La Silicon Valley est-elle en train de devenir une théocratie ? Et si tel est le cas, est-ce que c’est une théocratie comme on l’entend d’une façon générale ou est-ce plutôt une image que vous empruntez à la sphère religieuse ?

C’est une très bonne question. Je ne sais pas exactement quel courant va dominer. Par exemple, Elon Musk est évangéliste, et dans la Silicon Valley, ils sont tous imprégnés de cette culture-là. Il y a une assimilation à l’eschatologie chrétienne. Mais dans les prises de position, de parole, il n’est quasiment jamais question de vocabulaire évangéliste ni catholique. Donald Trump et Elon Musk l’ont fait un petit peu plus ces dernières semaines, car Trump devait aller chercher cet électorat et rappeler qu’il y a des racines. Mais pour moi, l’idéologie dominante de la Silicon Valley, c’est ce qui a été théorisé par Richard Barbrook et Andy Cameron dans The California Ideology, à savoir la conviction que les dominants de ce secteur constituent une élite aux caractéristiques cognitives plus importantes, notamment par leur QI (ils sont tous obsédés par ça). Cette conviction d’une supériorité intrinsèque serait motivée à la fois par leur argent, leur richesse monétaire, leur formation et leur savoir-faire. Quand vous faites se rencontrer ces deux pôles de pouvoir que sont dans nos sociétés modernes l’argent et l’ingénierie, vous obtenez des gens qui se prennent littéralement pour des surhommes.

Derrière l’image d’innovation, la Silicon Valley cultive depuis ses débuts un élitisme technologique teinté de darwinisme social, où la réussite individuelle prime sur toute idée d’égalité. Une idéologie bien ancrée, de son père fondateur William Shockley à Elon Musk.

© SnapASkyline/Shutterstock

Finalement, qui a intérêt à cultiver cette « IA panique » ?

Il y a d’un côté ceux qui cultivent la panique du côté universitaire, des chercheurs qui ont besoin de cela pour obtenir des financements (panic as a funding). Et de l’autre côté des personnes comme Sam Altman ou Elon Musk qui, eux, vont entretenir la panique pour maintenir la sidération (panic as a business). On revient à la stratégie du choc de Naomi Klein, avec l’idée que le capitalisme va aller gratter des privilèges, va assurer sa domination dans des situations de sidération collective du corps social. La Silicon Valley a très bien appliqué ce modèle et ce mode opératoire en créant une fascination induite par ChatGPT, en l’entretenant pendant une partie des années 2023-2024 pour cimenter son pouvoir. Ces entreprises possèdent un avantage à la fois politique et technique, et elles font tout pour le conserver.

Elles se sont rendu compte assez récemment qu’un des meilleurs moyens de le garder, c’est de faire de la capture réglementaire, de devenir leur propre régulateur. Donc elles font du lobbying pour éviter la régulation. Dans le cas où la pression publique serait trop forte, il y a une deuxième stratégie déjà mise en place qui consiste à devenir le régulateur. C’est ainsi qu’aux États-Unis, elles ont inventé un conseil pour l’éthique en intelligence artificielle qui est intégralement composé de membres de l’industrie. Donc voilà, la panique a différents buts : le financement, le déterminisme, mais aussi un objectif de capture régulateur de sidération du corps social et même, c’est plus embêtant, du corps médiatique.
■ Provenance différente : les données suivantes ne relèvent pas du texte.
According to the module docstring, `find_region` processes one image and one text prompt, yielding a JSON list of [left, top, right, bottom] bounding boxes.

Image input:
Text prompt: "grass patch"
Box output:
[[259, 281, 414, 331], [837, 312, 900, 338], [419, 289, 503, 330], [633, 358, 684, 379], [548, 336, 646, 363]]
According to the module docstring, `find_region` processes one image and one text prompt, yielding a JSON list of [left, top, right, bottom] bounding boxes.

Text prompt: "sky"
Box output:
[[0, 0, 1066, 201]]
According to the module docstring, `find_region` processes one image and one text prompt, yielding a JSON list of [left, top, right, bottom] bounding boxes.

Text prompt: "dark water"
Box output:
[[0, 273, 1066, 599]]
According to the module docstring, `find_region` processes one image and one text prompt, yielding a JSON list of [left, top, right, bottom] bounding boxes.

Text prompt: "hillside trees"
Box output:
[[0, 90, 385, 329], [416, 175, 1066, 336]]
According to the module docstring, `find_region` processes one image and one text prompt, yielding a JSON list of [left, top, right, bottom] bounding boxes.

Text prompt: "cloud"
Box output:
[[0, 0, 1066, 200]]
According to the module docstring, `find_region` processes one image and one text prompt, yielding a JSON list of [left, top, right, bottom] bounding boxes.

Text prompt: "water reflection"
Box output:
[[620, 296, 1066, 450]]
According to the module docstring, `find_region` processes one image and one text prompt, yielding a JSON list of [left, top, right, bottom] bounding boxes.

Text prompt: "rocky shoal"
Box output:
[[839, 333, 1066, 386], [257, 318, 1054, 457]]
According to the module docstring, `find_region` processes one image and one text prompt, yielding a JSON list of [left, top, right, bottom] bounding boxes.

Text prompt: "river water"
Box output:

Ce n’est pas normal d’avoir un magazine comme Time qui publie en 2023 en une : « La fin de l’humanité ». Ce n’est pas normal de vendre l’apocalypse.

La responsabilité des journalistes est donc importante pour comprendre les enjeux en cours ?

Les journalistes doivent mettre à jour leurs métaphores. Par exemple, l’IA doit être perçue aujourd’hui comme une industrie lourde, pas comme une espèce de robot évanescent qui serait dans le cloud. Non, c’est la culmination de différentes industries d’extraction et du capitalisme de surveillance. Cela a des effets physiques réels, très matériels, et il faut absolument le rappeler. Un des effets majeurs de l’algorithme aujourd’hui, c’est l’automatisation des inégalités. Nous sommes face à une volonté d’optimisation et de réduction de nos capacités humaines à la simple force de production. Toutes les activités non productives sont considérées comme sans valeur.